A couple from London was fined £400 for “fly tipping” because they put their bins out at the wrong time. Carla Grande and John Rowe, from Walthamstow, London, were slapped with the massive fine for “fly tipping” – prompting them to challenge the council over the fine.

The filmmaker and her partner put their bins outside at the wrong time of day after mistakenly consulting part of the council’s website which does not show specific collection times, the Mirror reports. After numerous emails to 3GS, the council, her local councillors and MP, Carla said the council agreed to reduce the couple’s fine to £150, the amount issued for littering offences.

Figures obtained under freedom of information laws show that, in 2022, 3GS and the council issued 4,751 fines for “litter-related offences”. Just over half of those fines have been paid, bringing in only £362,500 – a significant drop from the £1.2m made in 2021.

Derby Council Raises Over £1.7 Million in Bus Lane Fines

Derby City Council raised more than £1.7 million in fines from a city centre bus lane in just over a year by issuing more than 54,000 fines to motorists illegally using the Corporation Street bus lane, DerbyLive reports. The £1.7 million figure raised is the amount recorded from April 2020 when the bus lane was first implemented to January 2023. The council only started fining motorists in November 2021.

It had been previously reported that the bus lane scheme had been criticised by motorists for its lack of efficient signage with thousands being caught out and fined. But Derby City Council has insisted its signage has been adequate and has also taken action to improve it. It says the signage meets all the necessary regulatory requirements. 

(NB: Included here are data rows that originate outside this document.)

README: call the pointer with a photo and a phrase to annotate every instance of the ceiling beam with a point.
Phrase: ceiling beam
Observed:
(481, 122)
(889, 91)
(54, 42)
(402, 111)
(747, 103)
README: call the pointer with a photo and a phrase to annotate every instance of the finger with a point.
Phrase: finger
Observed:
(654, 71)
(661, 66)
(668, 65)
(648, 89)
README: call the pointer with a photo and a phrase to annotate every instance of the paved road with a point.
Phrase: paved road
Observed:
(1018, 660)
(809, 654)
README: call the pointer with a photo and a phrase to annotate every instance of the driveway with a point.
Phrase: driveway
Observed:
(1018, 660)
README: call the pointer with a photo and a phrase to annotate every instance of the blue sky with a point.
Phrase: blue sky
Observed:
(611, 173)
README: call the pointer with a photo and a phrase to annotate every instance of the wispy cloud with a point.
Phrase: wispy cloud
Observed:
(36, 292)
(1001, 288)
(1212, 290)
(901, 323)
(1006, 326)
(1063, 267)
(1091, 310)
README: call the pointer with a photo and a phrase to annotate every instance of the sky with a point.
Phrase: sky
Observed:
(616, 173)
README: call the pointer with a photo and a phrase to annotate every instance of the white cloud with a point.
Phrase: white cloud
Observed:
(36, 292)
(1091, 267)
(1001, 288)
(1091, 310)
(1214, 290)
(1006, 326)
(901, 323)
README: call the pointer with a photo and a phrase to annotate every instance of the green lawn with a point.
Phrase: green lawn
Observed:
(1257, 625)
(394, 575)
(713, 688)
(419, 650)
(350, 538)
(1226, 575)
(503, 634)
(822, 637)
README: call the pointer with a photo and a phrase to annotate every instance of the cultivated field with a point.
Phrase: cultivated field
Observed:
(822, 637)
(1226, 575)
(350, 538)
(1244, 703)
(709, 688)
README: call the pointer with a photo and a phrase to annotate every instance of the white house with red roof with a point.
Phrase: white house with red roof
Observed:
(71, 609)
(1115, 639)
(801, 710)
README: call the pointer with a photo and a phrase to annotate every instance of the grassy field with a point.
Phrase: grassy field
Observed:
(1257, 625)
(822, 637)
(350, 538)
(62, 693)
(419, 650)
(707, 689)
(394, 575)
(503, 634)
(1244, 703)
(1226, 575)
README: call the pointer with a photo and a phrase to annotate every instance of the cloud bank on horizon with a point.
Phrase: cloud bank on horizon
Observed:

Noise complaints in Manchester

Manchester residents made 5,454 noise complaints to Manchester City Council last year, according to a Freedom of Information request. The most common reason for complaints across Manchester in 2022 was domestic noise, followed by barking dogs, noisy pubs and students making noise, ManchesterWorld reports.

Complaints also included alarms going off, construction din and roadworks. The figure is down from 2021 when 7,158 people complained about noise nuisance, possibly due to people being home more often during the pandemic.